VGU currently offers nine Masters programs:

- Business Information Systems (BIS) in cooperation with the Heilbronn University of Applied Sciences (HHN)
- Computational Engineering (COM) in cooperation with Ruhr University Bochum (RUB)
- Mechatronics and Sensor Systems Technology (MST) run by the University of Applied Sciences, Karlsruhe (HSKA)
- Sustainable Urban Development (SUD) by the Technical University of Darmstadt (TUD)
- Global Production Engineering and Management (GPE) in cooperation with the Technische Universität Berlin (TUB)
- Master in Business Administration" (MBA) in cooperation with the University of Leipzig (LU)
- Water Technology, Reuse and Management (WTE) in cooperation with the Technical University of Darmstadt (TUD)
- IT Security (ITS) in cooperation with Darmstadt University of Applied Sciences (Hochschule Darmstadt - HDA)
- Electrical Engineering (MEE) in cooperation with University of Stuttgart

- Doctoral Training programs

VGU provides Doctoral programs in Computational Engineering (COM), Computer Science (CSE), Sustainable Urban Development (SUD), and Sustainable Production Engineering (SPE). Doctoral students will be exempted from the tuition fee and have the opportunity to join a variety of projects with his/her supervisors and colleagues at VGU as a member and/or principal investigators.

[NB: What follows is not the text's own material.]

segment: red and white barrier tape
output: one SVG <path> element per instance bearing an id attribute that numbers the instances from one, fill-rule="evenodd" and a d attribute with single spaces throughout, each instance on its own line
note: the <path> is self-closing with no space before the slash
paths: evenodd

==== Tuition Fees and Scholarships ====
The tuition fees become due at the beginning of each semester. Due to generous support by Vietnamese and German institutions, the tuition fees at VGU are quite moderate. Furthermore, VGU offers various scholarships to 25% of the students. The scholarships are valued at 25% to 100% of VGU's tuition fees.

== Research ==
It is VGU's goal to become a leading research university in Vietnam and the region within the next few years. Therefore, interdisciplinary research schools and centers, following the German model, are to be established. VGU plans to build up a “Research Centre for High-Tech Engineering and Sustainability”. It is to be structured as a foundation for single research centers. Five main areas of research have been identified:
Energy and Lighting Technology,
Traffic, Transport and Logistics,
Water Technologies and Water Resource Management,
Sustainable Urban Development, and
Green Technologies and Resource Management.
In March 2010, VGU's first research centre, the “Vietnamese–German Transport Research Centre” (VGTRC), was founded.

== Campus ==
VGU opened its new campus in 2023 at Bến Cát Town, Bình Dương, Vietnam. It is a bigger, more modern and more equipped new campus with state-of-the-art facilities with engineering labs, sports complex, events hall, etc. The World Bank loan of US$180 million, which was approved in June 2010, is mainly for the construction of this new campus. The new campus is now located in Binh Duong Province, 45 km away from HCMC. Next to its teaching buildings, the plans also include VGU's research centers and dormitories. The construction of the new campus is to follow the latest sustainable technologies: renewable energies, ecological construction methods, etc.